4 Puisi Zainun Nafis KZ. | Hati, Batu, Menjadi Abu - Suara Krajan

Hati, Batu, Menjadi Abu
 
Sungai itu
Terdapat batu  dengan lumut aksara duka
Telah terdapat di atasnya 
Sebuah mahkota dari gua gelegata
Di mana gua itu 
Ada di antara dua gunung tak sempurna.
 
Wahai dewaku.
Sudah terlahir beberapa kutu
Menjadikan sungai itu tak lagi suci
Sentuhannya pada batu tak dapat lagi ditafsiri bahkan nyawa pada angka suci
Telah berlayar bersama air mata itu lagi.
 
Aku hanya dedaunan 
Pada pohon di tepi sungai
Apabila jatuh pada air mata itu
Hanya bungkam, lalu tertegun 
Pada letupan gelembung sukma.
 
Sehingga hati  dan batu hancur dalam doaku Agar menjadi serpihan abu.
Lalu air mata itu 
Memelukku atas kelahiran rindu.
 
Pendowo, 2021
 
 
Tubuhku Kaku
 
Bukit tinggi, ada di depanku
Terdapat pohon dengan ranting kehidupan
Bersinar adanya lampu,
Lampu, dari berbagai warna pelangi  Menginjakkan kakinya pada dua daun awan
Sesudah peniupan sukma itu dilaksanakan.
 
Lampu-lampu itu
Sudah lama melukis di kertas malam
Dari sebelum peradaban diteteskan
Pada sebuah bunga berinkarnasi  Menjadi buah pengasingan diri.
 
tubuh sudah kaku
meratap diri, lebih hitam dari bayangan sendiri ingin rasanya aku bersembunyi
di antara celah tanah dan bayangan ini
agar udara, tidak mati sia-sia
Apalagi dikubur dalam diri ini.
 
Kutub, 2021  
 
 
Bisakah Aku?
 
Bisakah aku terlahir kembali?
Dari sebutir pasir tak pernah dijilat lautan
Sedangkan jiwa malam, sudah diseruput bulan.
 
Bisakah aku dimuntahkan kembali?
Ketika kencing ikan pada lautan sudah tawar  Sedangkan aroma kopi, sudah dilecehkan asap tembakau.

Bisakah aku bercerita kembali?
walau lubang pada karang itu sudah menjadi kenangan Sedangkan akar pohon, sudah kehilangan bunga mekar.
 
Bisakah aku tumbuh kembali?
Jika semua lautan tidak mempunyai tabir sendiri
Sedangkan cahaya, sudah dihitamkan oleh bayang-bayang
 
Mungkinkah aku dikafirkan?
Jika aku ingin kembali
Meski dari sekumpulan kata menjijikkan Dari seorang gelandangan berbalut kain hitam.
 
Aku. Tetap ingin kembali
Walau darah di tubuhku tak merah lagi
Dan jari pada tangan itu 
Sudah kehilangan ruasnya lagi.
 
Pincuk, 2022
 
 
Mentari di Atas Sangkar Merpati
 
Pagi
Kuukur mentari dengan ruas-ruas jari
Terdapat tiga ruas di atas sangkar merpati
Sudah mampu menciptakan bayangan ilustrasi
Pada setetes embun pagi, menari di ujung daun padi.

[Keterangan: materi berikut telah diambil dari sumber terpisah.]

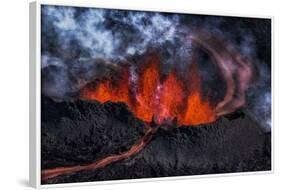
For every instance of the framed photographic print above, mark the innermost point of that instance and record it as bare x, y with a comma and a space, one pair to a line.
127, 94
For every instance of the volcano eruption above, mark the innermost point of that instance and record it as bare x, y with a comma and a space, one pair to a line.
176, 103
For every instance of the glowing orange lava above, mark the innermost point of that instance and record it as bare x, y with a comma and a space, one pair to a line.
164, 100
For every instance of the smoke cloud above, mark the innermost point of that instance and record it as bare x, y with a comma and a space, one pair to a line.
80, 45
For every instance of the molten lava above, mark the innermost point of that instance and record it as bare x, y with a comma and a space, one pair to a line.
164, 100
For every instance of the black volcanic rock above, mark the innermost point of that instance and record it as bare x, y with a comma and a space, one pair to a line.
79, 132
234, 143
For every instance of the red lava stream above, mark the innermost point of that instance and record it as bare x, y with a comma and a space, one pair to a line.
136, 148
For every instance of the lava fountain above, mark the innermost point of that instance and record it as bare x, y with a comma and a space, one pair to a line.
158, 99
162, 99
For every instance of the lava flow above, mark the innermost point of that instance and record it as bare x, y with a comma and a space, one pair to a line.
163, 100
51, 173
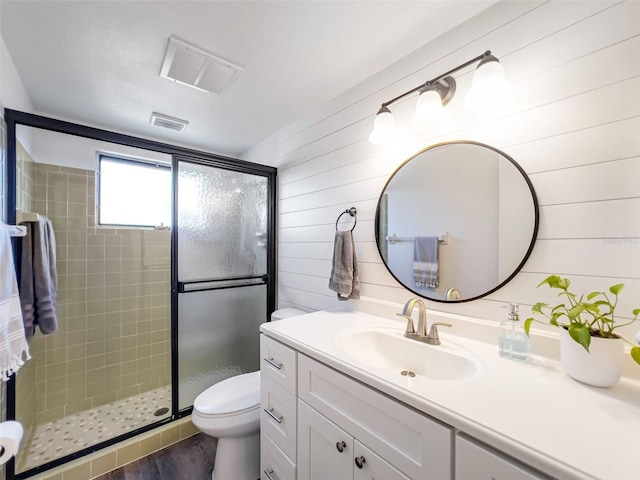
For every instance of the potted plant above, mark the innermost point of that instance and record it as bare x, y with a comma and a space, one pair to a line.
590, 349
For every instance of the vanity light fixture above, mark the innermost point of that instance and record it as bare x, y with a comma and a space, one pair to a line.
488, 88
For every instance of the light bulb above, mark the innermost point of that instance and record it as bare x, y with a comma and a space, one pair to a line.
384, 127
428, 107
489, 87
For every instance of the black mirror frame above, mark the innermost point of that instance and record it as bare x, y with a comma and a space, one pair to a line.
534, 236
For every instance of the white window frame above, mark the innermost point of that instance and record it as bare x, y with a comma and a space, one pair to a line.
134, 161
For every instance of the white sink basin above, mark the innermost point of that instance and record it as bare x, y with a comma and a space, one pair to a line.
390, 351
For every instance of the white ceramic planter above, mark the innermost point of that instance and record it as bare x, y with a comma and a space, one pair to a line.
601, 366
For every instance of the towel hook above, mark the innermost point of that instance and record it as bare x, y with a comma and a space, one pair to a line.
353, 213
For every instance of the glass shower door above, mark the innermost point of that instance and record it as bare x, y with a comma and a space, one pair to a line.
222, 274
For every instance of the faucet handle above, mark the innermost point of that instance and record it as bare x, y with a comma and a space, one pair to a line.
409, 328
433, 338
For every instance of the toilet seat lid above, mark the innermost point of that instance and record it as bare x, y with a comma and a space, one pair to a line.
234, 394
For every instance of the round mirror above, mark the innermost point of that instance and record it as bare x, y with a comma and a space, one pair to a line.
456, 221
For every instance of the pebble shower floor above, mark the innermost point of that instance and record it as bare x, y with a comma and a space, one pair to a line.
62, 437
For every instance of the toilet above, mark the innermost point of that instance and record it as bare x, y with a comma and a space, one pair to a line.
230, 412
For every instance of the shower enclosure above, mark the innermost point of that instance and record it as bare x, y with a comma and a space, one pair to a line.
148, 318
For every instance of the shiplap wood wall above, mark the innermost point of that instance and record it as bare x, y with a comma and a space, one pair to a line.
574, 128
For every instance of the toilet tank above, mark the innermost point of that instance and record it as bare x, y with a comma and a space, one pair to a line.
286, 313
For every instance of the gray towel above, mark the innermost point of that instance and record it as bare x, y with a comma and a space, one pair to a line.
425, 262
13, 345
39, 280
344, 279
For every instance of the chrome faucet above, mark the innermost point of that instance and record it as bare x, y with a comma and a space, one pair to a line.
410, 331
421, 335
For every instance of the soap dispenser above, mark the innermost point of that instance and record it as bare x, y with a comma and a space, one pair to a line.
513, 340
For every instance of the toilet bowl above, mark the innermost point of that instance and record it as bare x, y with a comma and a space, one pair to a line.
230, 411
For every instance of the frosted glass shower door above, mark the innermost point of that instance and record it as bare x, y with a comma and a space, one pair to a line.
222, 234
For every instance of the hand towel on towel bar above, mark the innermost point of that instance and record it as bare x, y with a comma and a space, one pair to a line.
13, 343
39, 281
344, 279
425, 262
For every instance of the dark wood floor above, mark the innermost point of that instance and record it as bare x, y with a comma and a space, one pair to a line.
190, 459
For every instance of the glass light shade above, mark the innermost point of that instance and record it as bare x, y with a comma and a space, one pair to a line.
428, 108
489, 87
384, 128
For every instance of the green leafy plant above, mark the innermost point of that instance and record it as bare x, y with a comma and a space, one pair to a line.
583, 317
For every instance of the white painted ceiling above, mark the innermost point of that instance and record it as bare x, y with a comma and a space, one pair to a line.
98, 62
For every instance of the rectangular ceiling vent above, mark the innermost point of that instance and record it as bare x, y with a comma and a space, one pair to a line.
192, 66
165, 121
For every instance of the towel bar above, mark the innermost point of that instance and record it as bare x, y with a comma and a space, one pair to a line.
443, 238
15, 230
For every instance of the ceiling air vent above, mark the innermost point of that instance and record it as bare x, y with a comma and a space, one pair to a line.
165, 121
192, 66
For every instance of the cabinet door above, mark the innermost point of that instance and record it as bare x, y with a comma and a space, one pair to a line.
476, 462
325, 451
369, 466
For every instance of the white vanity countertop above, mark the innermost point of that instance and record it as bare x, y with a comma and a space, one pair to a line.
534, 411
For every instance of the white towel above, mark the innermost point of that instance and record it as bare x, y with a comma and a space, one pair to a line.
13, 343
425, 262
344, 279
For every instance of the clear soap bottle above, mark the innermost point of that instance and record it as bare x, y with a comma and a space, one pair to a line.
513, 342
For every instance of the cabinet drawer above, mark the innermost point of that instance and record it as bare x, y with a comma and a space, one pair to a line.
278, 362
274, 464
477, 462
413, 443
278, 415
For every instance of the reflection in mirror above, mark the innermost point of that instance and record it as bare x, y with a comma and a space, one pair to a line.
474, 212
106, 370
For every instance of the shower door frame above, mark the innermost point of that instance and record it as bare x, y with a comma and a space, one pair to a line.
13, 118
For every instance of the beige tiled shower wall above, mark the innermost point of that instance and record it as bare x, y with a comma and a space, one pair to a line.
113, 337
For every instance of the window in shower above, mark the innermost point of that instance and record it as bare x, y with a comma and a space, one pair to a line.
133, 192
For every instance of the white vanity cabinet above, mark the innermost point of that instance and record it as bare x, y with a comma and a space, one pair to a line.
327, 451
278, 410
319, 424
478, 462
414, 444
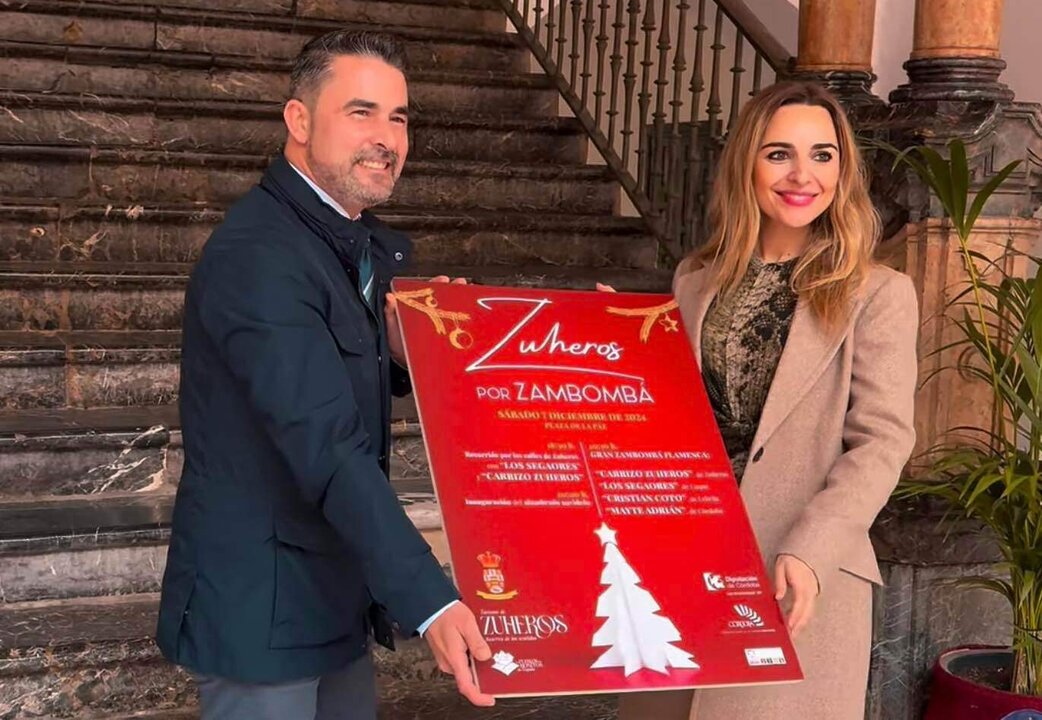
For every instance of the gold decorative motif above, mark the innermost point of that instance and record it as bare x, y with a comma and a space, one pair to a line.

“Bumi hancur. Aku ditelan bayangan sendiri.”
 
Aku coba berenang dalam bayangan 
Kupotong satu ruas jari
Tetap saja mentari 
Ada di atas sangkar merpati
Tapi darah menetes dari ujung jari 
Setiap tetes melahirkan diri ini
Dengan cerita tak sama lagi.
“Aku hancur bumi ditelan bayangan sendiri.”
 
Aku jejaki setiap cerita itu sampai kini
Hingga ruas-ruas jari
Sudah tak ada lagi
Tetap saja mentari 
Ada di atas sangkar merpati
Lalu dia menumbuhkan ruas-ruas jari ini
Dengan setiap ruasnya ada kuku sebagai samudera cerita lagi.
Aku, dengan kaki ditelan letih 
Hanya bisa meratap dengan warna sudah kubenci.
 
Pincuk, 2021
 
 
Zainun Nafis KZ, kelahiran Sumenep. Puisi-puisinya sering nongkrong di media cetak dan daring. Saat ini aktif di Lesehan Sastra Kutub Yogyakarta (LSKY). Mahasiswa UIN Sunan Kalijaga Yogyakarta.